Setiap tanggal 10 November 2012, kita memperingati peristiwa yang sangat bersejarah dalam perjalanan perjuangan bangsa, yaitu Hari Pahlawan.

Peringatan Hari Pahlawan ini mengambil momentum peristiwa berdarah- darah ketika Mayor Jenderal Robert Mansergh, pengganti Brigadir Jenderal Mallaby yang terbunuh sebelumnya, memberi ultimatum kepada para pemimpin dan rakyat Indonesia untuk meletakkan senjata dan menyerahkan diri. Batas ultimatum adalah pukul 6.00 pagi tanggal 10 November 1945. Tapi sampai batas waktu yang telah ditentukan, ultimatum tersebut tidak digubris, bahkan ditolak para pimpinan dan rakyat Indonesia dengan melakukan perlawanan senjata.

Para pemuda kita waktu itu mengorganisasi diri untuk melakukan perlawanan.Akhirnya pecahlah perang dan konfrontasi senjata yang telah mengakibatkan banyaknya para pejuang kita yang tewas berguguran dalam konfrontasi tersebut.

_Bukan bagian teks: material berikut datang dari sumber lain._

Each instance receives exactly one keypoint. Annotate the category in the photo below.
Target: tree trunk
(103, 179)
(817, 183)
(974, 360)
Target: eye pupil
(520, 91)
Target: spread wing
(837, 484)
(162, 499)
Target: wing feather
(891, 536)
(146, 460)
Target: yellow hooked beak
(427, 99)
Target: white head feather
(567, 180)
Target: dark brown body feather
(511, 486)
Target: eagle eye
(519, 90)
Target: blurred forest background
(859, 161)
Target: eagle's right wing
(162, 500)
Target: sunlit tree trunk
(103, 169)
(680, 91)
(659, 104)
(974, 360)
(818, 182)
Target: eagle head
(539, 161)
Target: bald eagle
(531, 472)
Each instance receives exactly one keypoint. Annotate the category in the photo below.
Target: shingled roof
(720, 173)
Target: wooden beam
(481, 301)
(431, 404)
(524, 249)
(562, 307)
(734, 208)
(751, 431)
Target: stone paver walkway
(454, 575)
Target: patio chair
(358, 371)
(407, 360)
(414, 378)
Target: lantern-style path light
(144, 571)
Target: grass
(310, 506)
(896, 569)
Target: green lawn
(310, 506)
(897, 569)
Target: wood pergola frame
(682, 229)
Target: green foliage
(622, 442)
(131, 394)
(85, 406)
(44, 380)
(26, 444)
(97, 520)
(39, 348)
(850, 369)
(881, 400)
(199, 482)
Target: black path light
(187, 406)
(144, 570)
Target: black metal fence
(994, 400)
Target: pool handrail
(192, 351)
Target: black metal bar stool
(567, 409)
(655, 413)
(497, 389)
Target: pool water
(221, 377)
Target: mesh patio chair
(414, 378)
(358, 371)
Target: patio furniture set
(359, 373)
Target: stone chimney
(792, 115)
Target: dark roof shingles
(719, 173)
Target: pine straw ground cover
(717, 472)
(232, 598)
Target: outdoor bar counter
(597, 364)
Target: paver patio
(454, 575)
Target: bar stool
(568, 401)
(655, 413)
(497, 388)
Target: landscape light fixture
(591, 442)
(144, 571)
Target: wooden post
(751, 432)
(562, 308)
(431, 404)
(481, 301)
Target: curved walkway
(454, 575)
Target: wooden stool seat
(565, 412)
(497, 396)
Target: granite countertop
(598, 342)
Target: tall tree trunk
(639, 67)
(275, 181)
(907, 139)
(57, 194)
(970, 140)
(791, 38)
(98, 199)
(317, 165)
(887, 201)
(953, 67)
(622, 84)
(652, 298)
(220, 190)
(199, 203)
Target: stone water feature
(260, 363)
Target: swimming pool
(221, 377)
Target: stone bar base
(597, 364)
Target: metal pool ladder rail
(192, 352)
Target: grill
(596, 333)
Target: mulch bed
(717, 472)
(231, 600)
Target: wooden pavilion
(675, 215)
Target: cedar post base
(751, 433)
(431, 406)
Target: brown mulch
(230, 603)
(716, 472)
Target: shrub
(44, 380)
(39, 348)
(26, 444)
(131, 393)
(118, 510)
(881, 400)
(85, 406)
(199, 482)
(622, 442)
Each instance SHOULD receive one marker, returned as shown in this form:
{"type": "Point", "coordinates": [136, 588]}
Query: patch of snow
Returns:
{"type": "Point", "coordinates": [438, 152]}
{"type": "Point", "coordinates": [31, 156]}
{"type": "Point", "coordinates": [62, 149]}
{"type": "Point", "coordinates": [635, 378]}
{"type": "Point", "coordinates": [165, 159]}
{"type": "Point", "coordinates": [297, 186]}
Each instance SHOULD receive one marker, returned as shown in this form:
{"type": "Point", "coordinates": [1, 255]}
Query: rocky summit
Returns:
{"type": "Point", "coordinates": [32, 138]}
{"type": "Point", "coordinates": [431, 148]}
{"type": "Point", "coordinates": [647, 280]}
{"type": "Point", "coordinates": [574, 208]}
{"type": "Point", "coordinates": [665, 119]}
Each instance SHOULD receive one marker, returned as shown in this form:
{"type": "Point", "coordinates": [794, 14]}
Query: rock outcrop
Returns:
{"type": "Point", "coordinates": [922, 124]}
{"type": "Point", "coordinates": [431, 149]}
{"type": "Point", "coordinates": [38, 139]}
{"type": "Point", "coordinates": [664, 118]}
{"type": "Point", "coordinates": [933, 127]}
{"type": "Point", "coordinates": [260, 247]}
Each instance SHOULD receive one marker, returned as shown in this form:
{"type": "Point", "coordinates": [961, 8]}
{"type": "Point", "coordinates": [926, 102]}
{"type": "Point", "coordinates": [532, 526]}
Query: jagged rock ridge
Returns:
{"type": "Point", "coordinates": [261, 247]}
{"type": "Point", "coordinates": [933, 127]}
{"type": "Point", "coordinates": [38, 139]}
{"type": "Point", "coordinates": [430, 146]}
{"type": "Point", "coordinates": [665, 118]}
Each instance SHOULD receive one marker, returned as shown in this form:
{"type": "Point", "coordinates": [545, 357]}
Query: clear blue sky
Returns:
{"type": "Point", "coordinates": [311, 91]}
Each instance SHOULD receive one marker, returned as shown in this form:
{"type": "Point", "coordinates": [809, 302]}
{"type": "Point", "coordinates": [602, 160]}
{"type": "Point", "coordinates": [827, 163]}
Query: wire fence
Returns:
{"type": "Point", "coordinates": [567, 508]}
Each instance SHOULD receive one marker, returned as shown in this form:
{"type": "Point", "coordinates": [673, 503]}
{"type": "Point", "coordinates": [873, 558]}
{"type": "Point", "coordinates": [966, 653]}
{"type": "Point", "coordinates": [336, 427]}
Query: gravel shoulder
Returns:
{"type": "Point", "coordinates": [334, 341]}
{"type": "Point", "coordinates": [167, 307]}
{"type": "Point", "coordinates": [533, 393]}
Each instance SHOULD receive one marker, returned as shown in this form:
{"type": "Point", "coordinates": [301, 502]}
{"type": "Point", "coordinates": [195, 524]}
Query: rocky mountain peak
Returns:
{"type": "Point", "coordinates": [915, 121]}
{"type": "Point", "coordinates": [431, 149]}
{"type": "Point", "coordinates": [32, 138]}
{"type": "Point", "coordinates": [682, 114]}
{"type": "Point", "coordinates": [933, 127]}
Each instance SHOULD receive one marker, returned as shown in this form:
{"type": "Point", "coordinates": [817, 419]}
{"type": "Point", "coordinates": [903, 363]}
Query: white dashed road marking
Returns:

Peristiwa heroik lainnya yang bisa dijadikan inspirasi atas nilai-nilai kepahlawanan adalah peristiwa Bandung Lautan Api, yang terjadi pada tanggal 24 Maret 1946.

Saat itu, pihak Sekutu mengeluarkan ultimatum kepada rakyat Indonesia yang memegang dan masih menyimpan senjata agar harus sudah meninggalkan seluruh Bandung. Ultimatum ini ditolak karena tidak tercapai kesepakatan waktu yang akhirnya terjadilah peristiwa politik “bumi hangus”. Rakyat Indonesia tidak rela Kota Bandung dimanfaatkan dan dikuasai oleh musuh dan lebih memilih untuk mengungsi ke daerah selatan Kota Bandung bersama para pejuang untuk melakukan perlawanan sembari membumihanguskan bangunanbangunan di Kota Bandung.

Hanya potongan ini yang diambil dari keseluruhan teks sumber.